The \text{RowSp}(A) = \text{Span}\{\text{Transposes of Rows}\} = \text{ColSp}(A^T)

If the \text{ColSp}(A) is one dimensional, than so is \text{RowSp}(A). This is because

A = vc^T = expand this later

Matrix multiplication

Suppose we have two matricies A_{(m\times n)} and Z_{(l\times m)}. Recall the function definition of a matrix. Then

Z \circ A \colon \mathbb{R}^n \to \mathbb{R}^l

Claim

Z \circ A is linear

Proof

(Z \circ A)(v_1 + v_2) = Later

So Z \circ A is some (l \times n) matrix, which can be computed as follows.

\begin{align*} Z \circ A \begin{pmatrix} x_1\\ \vdots\\ x_n \end{pmatrix} &= Z\left(A \begin{pmatrix} x_1\\ \vdots\\ x_n \end{pmatrix}\right)\\ &= Z\left( x_1 \text{Col}_1 A + \cdots + x_n \text{Col}_n A \right)\\ &= \begin{pmatrix} Z\text{Col}_1 A & \cdots & Z \text{Col}_n A \end{pmatrix} \end{align*}

Thus we have a fomula to compose two matrices. Matrix multiplication is associative because it’s function composition.
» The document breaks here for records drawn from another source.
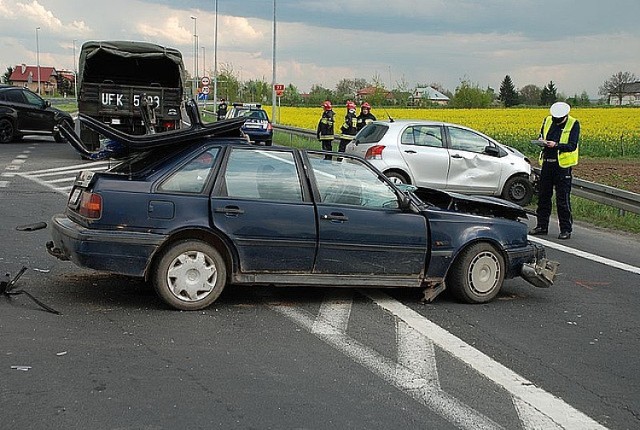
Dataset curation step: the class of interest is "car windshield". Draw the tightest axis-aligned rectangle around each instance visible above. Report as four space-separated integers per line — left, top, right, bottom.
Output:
308 152 399 209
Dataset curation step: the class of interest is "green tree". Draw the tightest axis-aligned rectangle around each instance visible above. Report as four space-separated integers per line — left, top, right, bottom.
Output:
598 72 638 105
540 81 558 106
519 84 542 106
243 80 271 104
2 66 13 85
335 78 369 103
218 63 244 102
309 84 335 106
451 80 493 108
498 75 518 107
280 84 303 106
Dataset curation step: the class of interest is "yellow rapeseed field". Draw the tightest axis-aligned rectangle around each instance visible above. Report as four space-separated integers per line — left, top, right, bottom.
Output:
265 106 640 158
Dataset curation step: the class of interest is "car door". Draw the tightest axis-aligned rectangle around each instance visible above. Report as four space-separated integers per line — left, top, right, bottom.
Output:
307 152 427 278
211 147 316 273
398 125 450 189
446 126 503 194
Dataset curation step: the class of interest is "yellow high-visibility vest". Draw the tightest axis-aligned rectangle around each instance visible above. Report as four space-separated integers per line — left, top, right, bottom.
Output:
540 115 578 168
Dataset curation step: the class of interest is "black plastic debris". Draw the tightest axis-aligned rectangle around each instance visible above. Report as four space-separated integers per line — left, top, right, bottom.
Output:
0 266 61 315
16 222 47 231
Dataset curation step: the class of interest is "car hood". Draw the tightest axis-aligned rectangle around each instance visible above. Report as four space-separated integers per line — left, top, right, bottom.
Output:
411 187 527 220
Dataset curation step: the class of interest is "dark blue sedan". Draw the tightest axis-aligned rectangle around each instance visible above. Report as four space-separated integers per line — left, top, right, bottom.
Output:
47 118 556 310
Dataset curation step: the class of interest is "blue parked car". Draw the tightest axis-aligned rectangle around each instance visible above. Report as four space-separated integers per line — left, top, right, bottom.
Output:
47 107 557 310
226 103 273 146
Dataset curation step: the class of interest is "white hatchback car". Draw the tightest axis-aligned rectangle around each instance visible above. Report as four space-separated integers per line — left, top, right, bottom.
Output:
346 120 534 206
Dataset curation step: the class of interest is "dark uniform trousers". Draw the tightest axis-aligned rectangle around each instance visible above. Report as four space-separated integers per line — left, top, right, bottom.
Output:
536 159 573 233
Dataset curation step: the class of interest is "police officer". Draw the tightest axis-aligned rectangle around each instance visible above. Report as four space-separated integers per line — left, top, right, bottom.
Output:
217 99 229 121
529 102 580 240
357 102 376 131
316 100 335 151
338 100 358 152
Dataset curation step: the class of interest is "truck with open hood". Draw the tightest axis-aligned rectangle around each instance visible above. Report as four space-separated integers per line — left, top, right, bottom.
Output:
78 41 185 149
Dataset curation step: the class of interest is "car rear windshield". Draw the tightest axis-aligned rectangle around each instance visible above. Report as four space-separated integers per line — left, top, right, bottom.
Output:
110 145 196 176
356 124 389 143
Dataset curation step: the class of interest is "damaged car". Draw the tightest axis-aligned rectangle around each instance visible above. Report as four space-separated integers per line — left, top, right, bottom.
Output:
346 120 537 206
47 103 557 310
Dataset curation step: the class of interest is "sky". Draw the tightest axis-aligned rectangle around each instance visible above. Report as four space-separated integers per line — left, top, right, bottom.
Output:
0 0 640 98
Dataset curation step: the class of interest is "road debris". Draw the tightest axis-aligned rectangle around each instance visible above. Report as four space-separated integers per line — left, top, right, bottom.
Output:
0 266 60 315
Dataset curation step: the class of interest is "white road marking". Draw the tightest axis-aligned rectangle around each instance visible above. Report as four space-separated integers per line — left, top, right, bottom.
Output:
360 290 606 430
311 290 353 334
269 304 502 430
529 237 640 275
17 161 115 196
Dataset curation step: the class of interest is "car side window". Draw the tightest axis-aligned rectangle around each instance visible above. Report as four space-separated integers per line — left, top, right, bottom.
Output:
23 91 44 108
7 90 26 103
309 153 399 209
158 148 219 193
219 148 303 202
449 127 491 154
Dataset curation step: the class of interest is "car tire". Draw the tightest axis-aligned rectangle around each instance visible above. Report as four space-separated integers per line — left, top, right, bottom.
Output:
53 119 73 143
0 119 15 143
152 240 227 311
502 176 533 206
447 242 505 303
384 171 411 184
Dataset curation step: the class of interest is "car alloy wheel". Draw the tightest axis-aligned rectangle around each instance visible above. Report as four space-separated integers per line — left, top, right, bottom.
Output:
154 240 227 310
502 176 533 206
447 243 505 303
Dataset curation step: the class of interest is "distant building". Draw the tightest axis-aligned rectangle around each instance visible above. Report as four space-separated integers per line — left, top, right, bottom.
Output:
409 87 449 106
356 87 394 102
609 81 640 106
9 64 58 96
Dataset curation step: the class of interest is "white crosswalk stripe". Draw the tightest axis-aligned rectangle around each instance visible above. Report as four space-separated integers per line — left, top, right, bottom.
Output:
16 161 114 196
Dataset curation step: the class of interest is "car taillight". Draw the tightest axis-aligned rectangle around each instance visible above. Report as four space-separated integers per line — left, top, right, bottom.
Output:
364 145 385 160
162 121 176 130
78 191 102 219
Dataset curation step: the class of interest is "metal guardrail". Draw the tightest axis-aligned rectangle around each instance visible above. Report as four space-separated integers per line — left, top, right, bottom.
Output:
273 124 640 214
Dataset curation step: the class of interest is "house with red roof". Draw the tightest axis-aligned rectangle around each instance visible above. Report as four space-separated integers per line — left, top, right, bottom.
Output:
9 64 58 96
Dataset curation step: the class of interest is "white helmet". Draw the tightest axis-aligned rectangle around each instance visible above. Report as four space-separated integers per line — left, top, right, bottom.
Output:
549 102 571 118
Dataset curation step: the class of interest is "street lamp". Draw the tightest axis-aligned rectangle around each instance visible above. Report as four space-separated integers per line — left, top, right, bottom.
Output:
271 0 277 124
213 0 218 110
36 27 40 94
73 39 78 103
191 15 198 96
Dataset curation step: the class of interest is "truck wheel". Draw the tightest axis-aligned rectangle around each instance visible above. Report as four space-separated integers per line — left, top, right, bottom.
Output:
152 240 227 311
0 119 15 143
80 124 100 151
384 171 411 184
502 176 533 206
447 242 505 303
53 119 73 143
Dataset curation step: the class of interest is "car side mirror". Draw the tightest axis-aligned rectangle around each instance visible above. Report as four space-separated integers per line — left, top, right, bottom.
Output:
484 145 500 157
398 194 411 211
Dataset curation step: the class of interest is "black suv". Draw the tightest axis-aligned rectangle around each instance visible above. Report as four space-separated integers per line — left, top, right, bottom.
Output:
0 85 73 143
226 103 273 146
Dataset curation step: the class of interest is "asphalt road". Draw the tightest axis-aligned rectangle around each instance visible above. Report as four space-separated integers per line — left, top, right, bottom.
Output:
0 138 640 429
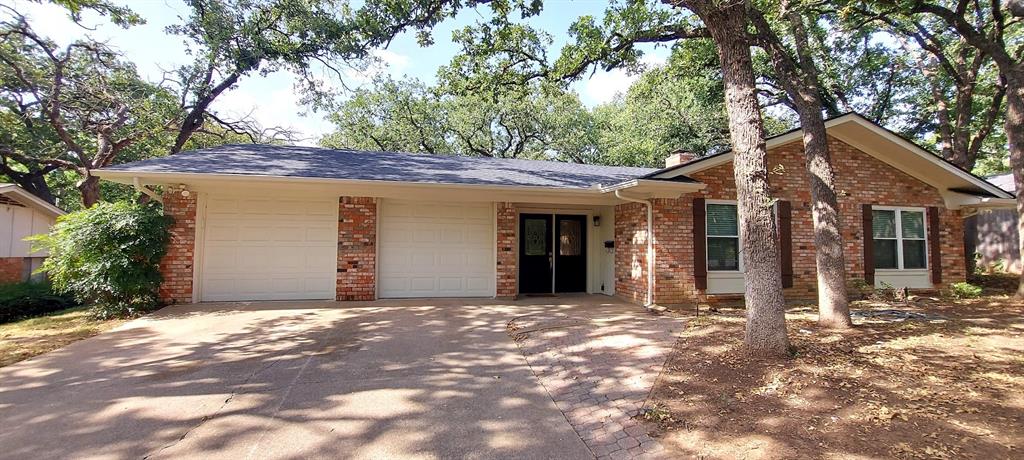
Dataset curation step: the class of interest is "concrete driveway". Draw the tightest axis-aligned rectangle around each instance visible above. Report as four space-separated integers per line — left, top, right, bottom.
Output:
0 297 610 459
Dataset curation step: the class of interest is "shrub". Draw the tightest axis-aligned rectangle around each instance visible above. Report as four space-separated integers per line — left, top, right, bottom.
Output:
946 283 981 299
33 202 172 319
0 282 76 323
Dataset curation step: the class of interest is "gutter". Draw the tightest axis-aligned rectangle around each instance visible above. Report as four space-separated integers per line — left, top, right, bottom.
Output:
131 176 164 204
615 190 654 308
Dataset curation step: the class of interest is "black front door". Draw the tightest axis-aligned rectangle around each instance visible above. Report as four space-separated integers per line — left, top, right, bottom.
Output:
555 215 587 292
519 214 554 294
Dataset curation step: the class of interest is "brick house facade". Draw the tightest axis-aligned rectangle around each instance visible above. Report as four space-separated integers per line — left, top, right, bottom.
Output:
160 190 197 303
615 137 967 304
140 115 1014 304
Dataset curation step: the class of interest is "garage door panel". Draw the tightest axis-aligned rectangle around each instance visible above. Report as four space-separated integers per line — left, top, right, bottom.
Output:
202 197 338 300
379 201 495 298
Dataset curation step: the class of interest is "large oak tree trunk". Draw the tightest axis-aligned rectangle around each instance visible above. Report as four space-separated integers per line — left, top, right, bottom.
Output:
1005 72 1024 298
797 94 851 328
683 1 790 356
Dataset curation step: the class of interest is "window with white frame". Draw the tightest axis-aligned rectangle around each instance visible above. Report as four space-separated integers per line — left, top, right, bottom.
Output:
705 203 742 271
871 208 928 269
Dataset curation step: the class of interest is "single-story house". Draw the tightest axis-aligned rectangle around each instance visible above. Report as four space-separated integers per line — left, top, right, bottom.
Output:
0 183 65 284
97 114 1013 304
964 174 1022 275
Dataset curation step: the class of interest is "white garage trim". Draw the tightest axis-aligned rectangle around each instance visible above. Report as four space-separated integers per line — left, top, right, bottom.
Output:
193 193 338 301
377 200 497 298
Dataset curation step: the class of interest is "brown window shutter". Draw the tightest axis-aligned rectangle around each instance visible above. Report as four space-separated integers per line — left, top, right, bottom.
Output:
860 205 874 286
693 198 708 290
928 206 942 284
775 201 793 288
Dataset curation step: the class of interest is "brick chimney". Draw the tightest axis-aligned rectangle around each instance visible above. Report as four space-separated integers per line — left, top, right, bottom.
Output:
665 149 697 168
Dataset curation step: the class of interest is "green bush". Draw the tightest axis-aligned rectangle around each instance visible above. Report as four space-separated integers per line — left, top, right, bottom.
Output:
34 202 172 319
0 282 76 323
946 283 981 299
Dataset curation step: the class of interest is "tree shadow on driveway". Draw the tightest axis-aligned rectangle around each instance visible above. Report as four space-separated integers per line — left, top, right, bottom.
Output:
0 297 592 458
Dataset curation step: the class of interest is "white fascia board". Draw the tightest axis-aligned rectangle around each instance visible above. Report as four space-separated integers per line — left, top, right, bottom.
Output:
0 183 67 217
600 179 708 198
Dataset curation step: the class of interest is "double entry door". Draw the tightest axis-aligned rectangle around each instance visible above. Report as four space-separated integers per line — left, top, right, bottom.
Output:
519 214 587 294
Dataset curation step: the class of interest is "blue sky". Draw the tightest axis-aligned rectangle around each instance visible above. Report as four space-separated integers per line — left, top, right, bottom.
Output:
13 0 669 143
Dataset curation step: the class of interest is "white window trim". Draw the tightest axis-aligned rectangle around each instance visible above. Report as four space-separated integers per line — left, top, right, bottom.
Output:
705 200 746 278
871 206 932 274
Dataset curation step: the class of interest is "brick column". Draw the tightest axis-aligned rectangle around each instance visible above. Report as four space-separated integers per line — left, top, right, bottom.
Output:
337 197 377 300
615 203 647 303
160 191 197 303
495 203 518 299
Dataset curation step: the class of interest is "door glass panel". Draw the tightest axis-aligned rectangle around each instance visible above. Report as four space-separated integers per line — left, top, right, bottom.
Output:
899 211 925 239
558 220 583 255
523 219 548 255
903 240 928 269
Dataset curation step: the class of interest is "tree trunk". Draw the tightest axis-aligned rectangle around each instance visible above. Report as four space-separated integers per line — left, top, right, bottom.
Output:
796 94 856 328
686 2 790 356
1004 70 1024 298
78 172 99 208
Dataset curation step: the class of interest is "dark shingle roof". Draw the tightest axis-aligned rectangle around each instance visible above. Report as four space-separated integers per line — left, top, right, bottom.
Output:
106 144 671 189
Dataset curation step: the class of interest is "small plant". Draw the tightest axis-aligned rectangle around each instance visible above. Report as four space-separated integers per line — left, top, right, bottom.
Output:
946 283 981 299
640 404 672 423
867 281 900 302
0 282 77 323
33 202 171 319
846 278 874 300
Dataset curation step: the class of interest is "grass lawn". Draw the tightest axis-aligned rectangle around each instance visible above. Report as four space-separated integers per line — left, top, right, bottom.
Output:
0 306 124 367
648 295 1024 459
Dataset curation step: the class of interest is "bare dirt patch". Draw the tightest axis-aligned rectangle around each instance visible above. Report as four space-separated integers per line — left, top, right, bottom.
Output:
648 296 1024 459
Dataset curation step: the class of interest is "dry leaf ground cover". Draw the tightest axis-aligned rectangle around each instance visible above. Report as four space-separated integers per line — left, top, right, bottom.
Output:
647 296 1024 459
0 306 124 367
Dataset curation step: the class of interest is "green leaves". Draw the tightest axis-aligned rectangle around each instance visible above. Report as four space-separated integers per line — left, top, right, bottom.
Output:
33 202 172 318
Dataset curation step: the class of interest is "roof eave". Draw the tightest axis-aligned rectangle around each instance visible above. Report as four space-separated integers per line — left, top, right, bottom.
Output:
600 178 708 198
0 183 68 217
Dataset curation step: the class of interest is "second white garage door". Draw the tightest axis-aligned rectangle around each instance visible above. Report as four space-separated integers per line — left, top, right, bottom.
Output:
201 195 338 300
379 200 495 298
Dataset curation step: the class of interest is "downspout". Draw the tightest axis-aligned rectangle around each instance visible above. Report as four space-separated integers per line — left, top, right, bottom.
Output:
615 191 654 307
131 177 164 204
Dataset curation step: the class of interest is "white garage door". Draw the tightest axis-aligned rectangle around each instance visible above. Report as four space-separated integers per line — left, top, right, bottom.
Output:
201 196 338 300
379 201 495 298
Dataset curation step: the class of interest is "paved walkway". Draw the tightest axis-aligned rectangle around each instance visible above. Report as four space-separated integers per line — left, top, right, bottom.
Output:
509 303 683 459
0 297 598 459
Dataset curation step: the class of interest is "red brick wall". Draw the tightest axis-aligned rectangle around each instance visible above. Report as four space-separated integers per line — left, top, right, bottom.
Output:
615 203 647 303
647 137 967 303
0 257 25 284
160 191 197 303
495 203 519 299
337 197 377 300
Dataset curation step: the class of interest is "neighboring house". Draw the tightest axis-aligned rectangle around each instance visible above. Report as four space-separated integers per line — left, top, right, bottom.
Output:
964 174 1021 275
0 183 65 284
97 114 1013 304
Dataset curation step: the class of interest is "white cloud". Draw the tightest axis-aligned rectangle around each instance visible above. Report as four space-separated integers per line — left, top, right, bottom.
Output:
214 72 332 144
582 53 665 107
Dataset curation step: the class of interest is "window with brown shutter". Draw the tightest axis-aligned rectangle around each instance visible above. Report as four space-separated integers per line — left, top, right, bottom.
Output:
693 198 708 290
775 201 793 288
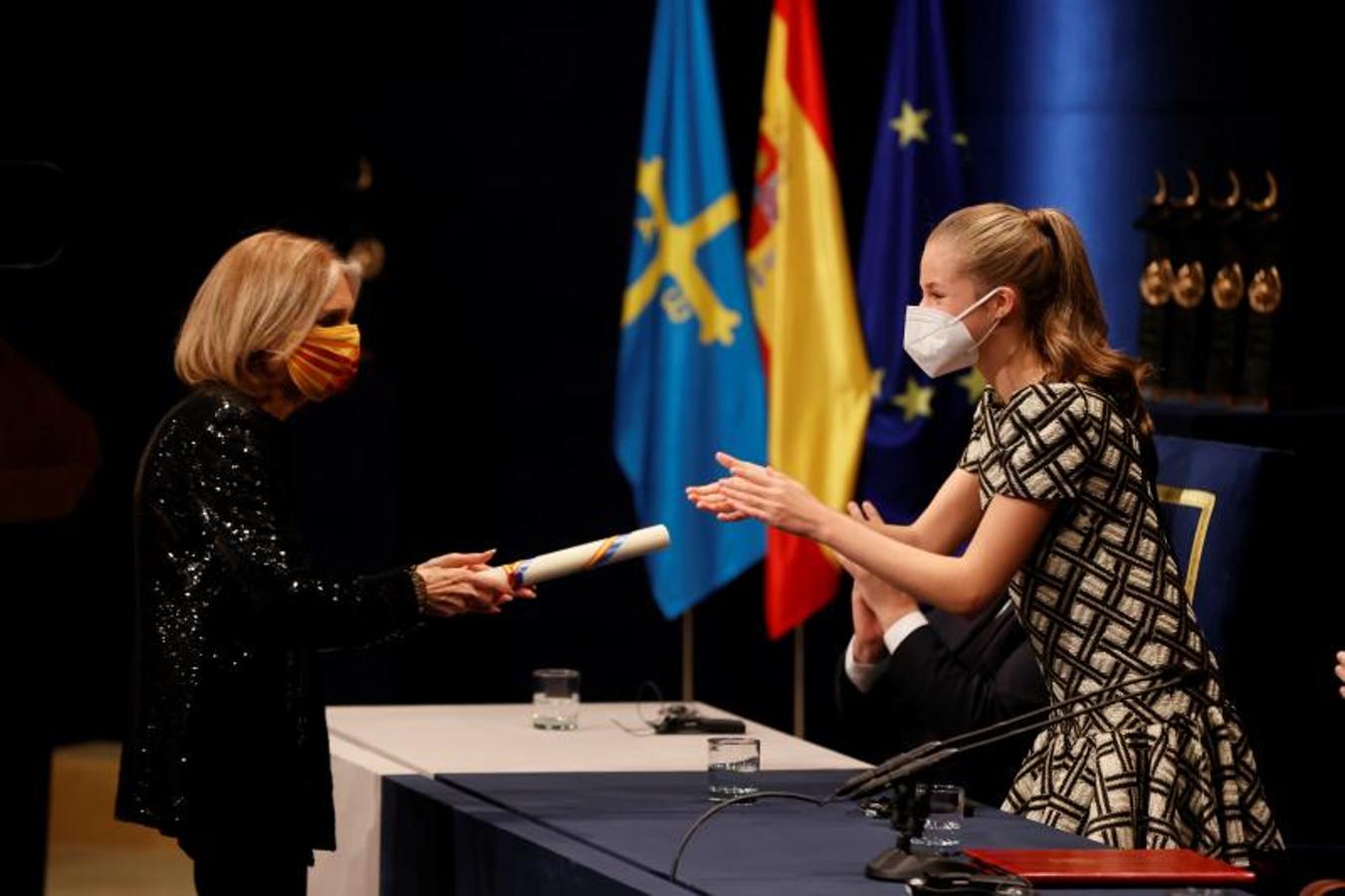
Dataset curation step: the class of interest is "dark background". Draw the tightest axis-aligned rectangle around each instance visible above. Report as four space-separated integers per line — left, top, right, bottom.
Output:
0 0 1345 877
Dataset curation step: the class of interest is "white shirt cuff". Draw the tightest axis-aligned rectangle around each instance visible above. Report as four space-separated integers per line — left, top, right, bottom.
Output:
882 609 930 654
844 626 886 694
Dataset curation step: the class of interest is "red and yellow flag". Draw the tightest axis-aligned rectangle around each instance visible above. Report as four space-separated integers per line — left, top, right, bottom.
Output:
748 0 870 638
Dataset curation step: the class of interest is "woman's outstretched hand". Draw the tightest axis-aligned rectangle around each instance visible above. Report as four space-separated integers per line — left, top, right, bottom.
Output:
415 549 537 616
686 451 832 539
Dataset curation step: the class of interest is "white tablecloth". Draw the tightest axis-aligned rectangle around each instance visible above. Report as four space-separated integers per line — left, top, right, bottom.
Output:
308 704 865 896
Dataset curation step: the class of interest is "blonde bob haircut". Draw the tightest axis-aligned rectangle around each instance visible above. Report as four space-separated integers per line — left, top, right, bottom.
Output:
173 230 360 398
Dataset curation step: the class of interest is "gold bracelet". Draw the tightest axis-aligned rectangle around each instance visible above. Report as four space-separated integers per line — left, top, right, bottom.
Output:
406 566 429 611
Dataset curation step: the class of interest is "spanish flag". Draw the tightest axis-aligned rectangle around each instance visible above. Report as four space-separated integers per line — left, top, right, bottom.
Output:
748 0 871 638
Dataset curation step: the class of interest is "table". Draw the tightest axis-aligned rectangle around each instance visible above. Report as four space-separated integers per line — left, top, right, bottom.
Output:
308 702 865 896
383 771 1253 896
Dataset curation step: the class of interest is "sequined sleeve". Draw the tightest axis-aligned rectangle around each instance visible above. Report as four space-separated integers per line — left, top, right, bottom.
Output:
189 414 420 647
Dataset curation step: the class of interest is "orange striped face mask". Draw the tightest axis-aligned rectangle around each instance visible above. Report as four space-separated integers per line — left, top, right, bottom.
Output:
287 323 359 401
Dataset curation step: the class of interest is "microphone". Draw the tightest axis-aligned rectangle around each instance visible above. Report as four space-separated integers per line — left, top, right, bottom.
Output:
827 665 1210 801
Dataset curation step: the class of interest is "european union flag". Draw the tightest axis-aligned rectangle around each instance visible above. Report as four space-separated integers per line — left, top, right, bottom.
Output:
857 0 984 524
614 0 766 617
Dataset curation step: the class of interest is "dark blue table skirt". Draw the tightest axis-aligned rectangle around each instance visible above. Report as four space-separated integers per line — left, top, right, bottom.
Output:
382 771 1258 896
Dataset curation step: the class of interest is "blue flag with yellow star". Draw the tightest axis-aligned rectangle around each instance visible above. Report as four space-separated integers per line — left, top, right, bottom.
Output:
614 0 766 619
857 0 982 524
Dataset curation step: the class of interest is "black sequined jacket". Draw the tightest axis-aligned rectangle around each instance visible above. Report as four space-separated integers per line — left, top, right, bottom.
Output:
117 383 418 858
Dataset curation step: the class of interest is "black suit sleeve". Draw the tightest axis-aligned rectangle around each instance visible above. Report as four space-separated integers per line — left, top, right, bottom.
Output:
882 620 1046 738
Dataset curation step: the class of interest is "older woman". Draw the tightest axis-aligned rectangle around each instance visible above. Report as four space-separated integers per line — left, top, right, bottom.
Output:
117 231 533 895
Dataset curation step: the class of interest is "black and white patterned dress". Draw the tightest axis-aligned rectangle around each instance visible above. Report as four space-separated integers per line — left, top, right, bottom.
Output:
959 382 1283 864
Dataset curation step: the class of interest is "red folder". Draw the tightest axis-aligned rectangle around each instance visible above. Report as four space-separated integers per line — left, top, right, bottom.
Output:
967 849 1256 887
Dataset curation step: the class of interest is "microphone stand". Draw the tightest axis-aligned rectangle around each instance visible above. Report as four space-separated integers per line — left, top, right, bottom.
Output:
855 667 1207 882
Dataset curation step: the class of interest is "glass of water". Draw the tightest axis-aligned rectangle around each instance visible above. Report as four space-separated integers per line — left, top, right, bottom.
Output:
911 784 966 855
533 669 579 731
708 736 762 803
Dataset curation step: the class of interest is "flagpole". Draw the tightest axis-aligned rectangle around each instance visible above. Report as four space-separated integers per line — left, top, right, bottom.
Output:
793 623 807 738
682 609 695 704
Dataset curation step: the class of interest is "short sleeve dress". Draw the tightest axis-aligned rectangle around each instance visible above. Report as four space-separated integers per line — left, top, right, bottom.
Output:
958 382 1283 865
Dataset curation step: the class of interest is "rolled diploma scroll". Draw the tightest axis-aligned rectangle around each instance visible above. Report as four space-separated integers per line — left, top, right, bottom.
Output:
497 525 673 588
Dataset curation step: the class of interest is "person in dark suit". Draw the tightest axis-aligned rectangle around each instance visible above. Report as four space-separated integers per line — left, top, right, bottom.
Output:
115 231 534 896
835 502 1046 805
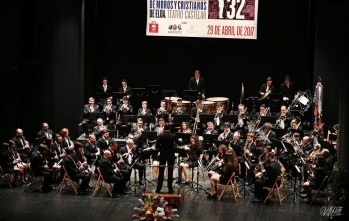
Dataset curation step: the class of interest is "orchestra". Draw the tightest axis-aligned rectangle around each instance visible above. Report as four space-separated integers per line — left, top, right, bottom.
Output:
1 74 336 207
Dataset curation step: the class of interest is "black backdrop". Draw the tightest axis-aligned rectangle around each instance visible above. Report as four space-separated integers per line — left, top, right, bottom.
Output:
0 0 346 154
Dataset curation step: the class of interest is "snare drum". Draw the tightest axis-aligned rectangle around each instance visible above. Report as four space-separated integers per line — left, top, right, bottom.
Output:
171 100 192 114
201 101 214 114
206 97 229 113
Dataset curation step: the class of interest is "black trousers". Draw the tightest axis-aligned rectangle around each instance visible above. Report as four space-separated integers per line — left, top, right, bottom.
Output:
156 159 175 191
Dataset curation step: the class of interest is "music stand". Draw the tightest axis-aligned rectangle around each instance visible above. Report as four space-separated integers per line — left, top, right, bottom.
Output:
140 148 159 188
269 93 284 113
173 114 191 124
139 115 156 123
199 114 215 123
112 92 127 104
162 90 178 100
147 85 162 94
122 115 139 123
259 116 276 126
202 134 218 143
139 131 158 140
222 114 238 123
174 132 192 144
183 90 198 102
271 127 285 138
88 112 104 122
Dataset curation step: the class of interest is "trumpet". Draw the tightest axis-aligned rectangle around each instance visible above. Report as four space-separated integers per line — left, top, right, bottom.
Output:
103 105 113 113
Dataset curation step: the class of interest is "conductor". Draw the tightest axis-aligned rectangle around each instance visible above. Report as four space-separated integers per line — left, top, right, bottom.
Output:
156 131 176 193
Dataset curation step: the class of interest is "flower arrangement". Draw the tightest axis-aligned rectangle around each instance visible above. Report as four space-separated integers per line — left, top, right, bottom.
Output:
132 191 179 221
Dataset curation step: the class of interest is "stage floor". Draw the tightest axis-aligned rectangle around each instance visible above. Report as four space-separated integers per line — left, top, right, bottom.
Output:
0 163 336 221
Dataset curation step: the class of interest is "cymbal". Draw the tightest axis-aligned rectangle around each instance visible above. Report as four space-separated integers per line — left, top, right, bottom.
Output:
259 90 271 101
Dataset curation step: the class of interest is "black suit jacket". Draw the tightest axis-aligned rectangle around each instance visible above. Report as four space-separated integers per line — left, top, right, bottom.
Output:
156 132 176 160
280 82 295 100
188 77 206 94
36 129 53 139
118 86 132 98
96 84 113 94
258 84 275 94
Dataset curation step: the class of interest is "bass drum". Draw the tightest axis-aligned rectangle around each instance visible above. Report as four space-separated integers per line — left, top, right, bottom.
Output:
171 100 192 114
164 97 181 111
200 101 214 114
206 97 229 113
There are three ways that we multiply matrices, each giving the same result.

\text{Column view:} \quad ZA = (Z\text{Col}_1 A \cdots Z \text{Col}_n A)\\ \text{Row-Column view:} \quad (ZA)_{ij} = (\text{Row}_{i}Z) \cdot (\text{Col}_j A)\\ \text{Row view:} \quad ZA = \text{Row}_1(Z)A\\ \text{Column-Row view:} \quad (ZA)_{ij} = (\text{Col}_1 Z)(\text{Row}_1 A) + \cdots + (\text{Col}_m Z)(\text{Row}_m A)

Row-column decomposition

Let A = CR. Construct C as follows.

\begin{align*} \text{Col}_1 C &= \text{First non-$0$ column of $A$}\\ \text{Col}_2 C &= \text{First column of $A$ not parallel to } \text{Col}_1 A\\ &\vdots\\ \text{Col}_r C &= \text{First column of $A$ not in Span}\{\text{Col}_1C, \cdots, \text{Col}_{r-1} C\}\\ \end{align*}

Thus C is an (m \times r) matrix, whose column space is identitcal to that of A.